Having completed LCCU’s planning session last week, the team’s achievements and results are still fresh in my mind:

People results:

  • The management team and Board are energized. This is noteworthy, especially during a pandemic that has many groups tired. This team is excited by the results they are having and can’t wait to move to the next level of growth.
  • The leadership team is engaged and actively looking for the next opportunities. They are ready and eager to dive into the next initiative and area of growth.
  • The Board is also engaged: the entire Board was part of the planning conversation and are forward-thinking and vision-focused. Their contributions guided the direction.
  • Senior and mid-staff tenure. Front-line recruitment and retention have been a challenge, as with most credit unions. However, the LCCU team has been able to keep and inspire people in critical roles, enabling remarkable growth and financial results.

 

Financial results:

  • At $180 million, LCCU is at the smaller end of their $100-$500 million peer group that includes 1,073 credit unions. LCCU operates five branches in rural northern Idaho and eastern Washington.

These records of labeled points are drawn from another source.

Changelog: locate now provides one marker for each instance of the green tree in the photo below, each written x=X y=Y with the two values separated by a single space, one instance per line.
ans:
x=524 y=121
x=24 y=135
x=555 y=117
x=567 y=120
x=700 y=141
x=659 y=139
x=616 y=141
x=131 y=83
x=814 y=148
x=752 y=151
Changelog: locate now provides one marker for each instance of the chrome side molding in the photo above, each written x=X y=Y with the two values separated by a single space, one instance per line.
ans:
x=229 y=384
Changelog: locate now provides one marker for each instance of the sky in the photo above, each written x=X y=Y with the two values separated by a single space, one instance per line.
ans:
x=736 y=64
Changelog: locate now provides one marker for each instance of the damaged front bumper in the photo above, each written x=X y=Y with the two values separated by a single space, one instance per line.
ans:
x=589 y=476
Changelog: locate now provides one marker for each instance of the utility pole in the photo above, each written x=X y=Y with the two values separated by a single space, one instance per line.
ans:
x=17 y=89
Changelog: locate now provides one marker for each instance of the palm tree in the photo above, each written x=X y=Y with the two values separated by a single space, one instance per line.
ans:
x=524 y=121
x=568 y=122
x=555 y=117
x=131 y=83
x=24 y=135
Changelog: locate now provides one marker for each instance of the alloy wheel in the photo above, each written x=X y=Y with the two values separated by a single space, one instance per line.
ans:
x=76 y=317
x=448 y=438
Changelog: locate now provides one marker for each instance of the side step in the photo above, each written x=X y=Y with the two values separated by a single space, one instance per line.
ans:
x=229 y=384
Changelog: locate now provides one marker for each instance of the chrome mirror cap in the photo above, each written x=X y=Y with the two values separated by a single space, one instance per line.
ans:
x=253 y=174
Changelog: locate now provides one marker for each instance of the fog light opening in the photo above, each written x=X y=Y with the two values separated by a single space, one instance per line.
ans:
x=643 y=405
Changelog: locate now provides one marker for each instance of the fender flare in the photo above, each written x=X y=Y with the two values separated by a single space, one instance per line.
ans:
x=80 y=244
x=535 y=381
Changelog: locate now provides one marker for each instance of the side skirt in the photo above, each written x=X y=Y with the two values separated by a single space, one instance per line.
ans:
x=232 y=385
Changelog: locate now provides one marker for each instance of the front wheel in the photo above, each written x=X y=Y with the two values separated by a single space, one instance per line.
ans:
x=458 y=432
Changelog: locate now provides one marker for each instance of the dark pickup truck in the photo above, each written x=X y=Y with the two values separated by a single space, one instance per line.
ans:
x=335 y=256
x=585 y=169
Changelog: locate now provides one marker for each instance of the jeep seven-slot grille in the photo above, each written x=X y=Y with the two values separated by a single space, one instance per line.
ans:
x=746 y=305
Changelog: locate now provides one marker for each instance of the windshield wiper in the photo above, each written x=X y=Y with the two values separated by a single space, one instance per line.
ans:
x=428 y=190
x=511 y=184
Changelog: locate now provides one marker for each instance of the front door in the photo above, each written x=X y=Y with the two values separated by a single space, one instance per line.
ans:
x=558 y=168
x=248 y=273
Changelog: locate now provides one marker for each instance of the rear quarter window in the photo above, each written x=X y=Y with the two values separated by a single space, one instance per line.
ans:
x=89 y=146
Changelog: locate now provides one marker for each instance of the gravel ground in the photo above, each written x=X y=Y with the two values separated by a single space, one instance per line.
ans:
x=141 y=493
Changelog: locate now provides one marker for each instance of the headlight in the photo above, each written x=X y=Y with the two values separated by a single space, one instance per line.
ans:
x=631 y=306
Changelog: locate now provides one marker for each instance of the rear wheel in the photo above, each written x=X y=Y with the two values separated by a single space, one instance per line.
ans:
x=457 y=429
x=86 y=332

LCCU has a community field of membership and a staff of 42 people.
    2020 was a remarkable year, but these results are part of a trend.
  • Key ratios:
    • 2020 loan growth was 24.22% compared to peer at 3.71%. The three-year annual average is 18.1%.
    • 2020 membership growth was 13.04% compared to peer at 0.79%. The three-year annual average hit 9.94%.
    • 2020 ROA was 1.68% compared to peer at 0.52%. The three-year annual average is 1.30%.
  • LCCU excels with a business model fueled by higher revenue from loan yield and fee income. The credit union’s expert risk-based lenders know how to generate the income needed to grow, innovate, and gain more substance that can be used for the greater good.
  • Trisha would humbly tell you that they do have challenges, as we all do. But I submit, that this credit union has a higher level of substance, and it shows in its results and outcomes.

 

Community results:

  • In 2021, LCCU received its second CDFI grant for $1.8 million. It’s important to note that this grant funding is not part of the credit union’s phenomenal financial results in 2020. The award is recognition by the U.S. Treasury of LCCU’s deeper level of lending in its rural and low-income communities. To date, LCCU has received $2.5 million in grant awards for capital that has supported strong levels of growth.
  • Community support goes well beyond the CDFI grant. In 2021, the credit union team presented another $30,000 check to the Children’s Miracle Network.
  • Since 2014, LCCU staff have volunteered 5,780 hours within their communities.
  • The list of community partners LCCU has collaborated with and financially supported is very long. But I can tell you LCCU has special brand recognition in each of its communities.
  • Besides a passion for the community work they do, LCCU’s team’s secret sauce is that they know and understand the needs and challenges of the community. And this secret sauce flows over to the credit union’s fantastic membership rate of growth. They understand the needs and hopes of their members and potential members. They know what makes them tick, and they’re very good at responding to this knowledge.

 

Why it matters

The good news is there are many credit unions of substance that create awesome work cultures, meaningful and measurable impacts in the communities they serve and are consistently high financial performers.

As individuals and leaders of organizations, the limits of our ability to make a meaningful difference and leave a lasting impact will depend on the level of substance we can attract, develop and retain.